Wirtschaftsverband DIHK geht auf Müllers Textilbündnis zu

Wirtschaftsverband DIHK geht auf Müllers Textilbündnis zu
Nach monatelangem Zögern geht der Deutsche Industrie- und Handelskammertag (DIHK) auf das Bündnis für bessere Arbeitsbedingungen in der Textilindustrie zu.

"Der DIHK will sich in das von Entwicklungsminister Müller initiierte Textilbündnis einbringen, auch wenn wir nicht mit allen Details und den darin enthaltenen Verpflichtungen einverstanden sind", sagte der DIHK-Referatsleiter für Außenwirtschaft und Entwicklungspolitik, Heiko Schwiderowski, dem Evangelischen Pressedienst (epd).

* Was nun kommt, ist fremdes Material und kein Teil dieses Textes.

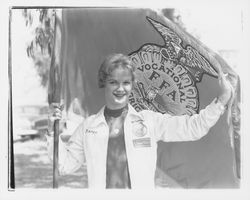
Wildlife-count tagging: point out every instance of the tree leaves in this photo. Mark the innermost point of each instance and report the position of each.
(41, 46)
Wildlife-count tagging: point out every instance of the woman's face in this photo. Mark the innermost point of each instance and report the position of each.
(118, 88)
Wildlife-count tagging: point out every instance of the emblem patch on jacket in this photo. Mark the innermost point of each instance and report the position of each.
(142, 142)
(139, 129)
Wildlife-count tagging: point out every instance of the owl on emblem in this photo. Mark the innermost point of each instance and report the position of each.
(167, 75)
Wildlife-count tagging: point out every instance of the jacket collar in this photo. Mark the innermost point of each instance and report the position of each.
(100, 119)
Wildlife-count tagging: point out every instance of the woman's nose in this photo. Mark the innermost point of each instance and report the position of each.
(120, 87)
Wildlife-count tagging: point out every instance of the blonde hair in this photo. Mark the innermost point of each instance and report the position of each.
(112, 62)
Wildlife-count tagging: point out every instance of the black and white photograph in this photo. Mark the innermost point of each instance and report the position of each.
(126, 98)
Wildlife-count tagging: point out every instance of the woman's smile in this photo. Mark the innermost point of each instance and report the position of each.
(118, 88)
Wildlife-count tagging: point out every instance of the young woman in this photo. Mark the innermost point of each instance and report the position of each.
(118, 144)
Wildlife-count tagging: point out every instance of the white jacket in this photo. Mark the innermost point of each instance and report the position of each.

Mit dem Textilbündnis will Entwicklungsminister Gerd Müller (CSU) deutsche Firmen nach tödlichen Fabrikunglücken in Pakistan und Bangladesch auf Mindeststandards in ihren internationalen Produktionsketten verpflichten. Der Wirtschaftsverband DIHK plant noch keinen Beitritt, erwägt aber eine Mitgestaltung. Schwiderowski: "So wollen wir zum Beispiel mit Unterstützung der Außenhandelskammern die Position der in den betroffenen Ländern engagierten deutschen Unternehmen sichtbar machen."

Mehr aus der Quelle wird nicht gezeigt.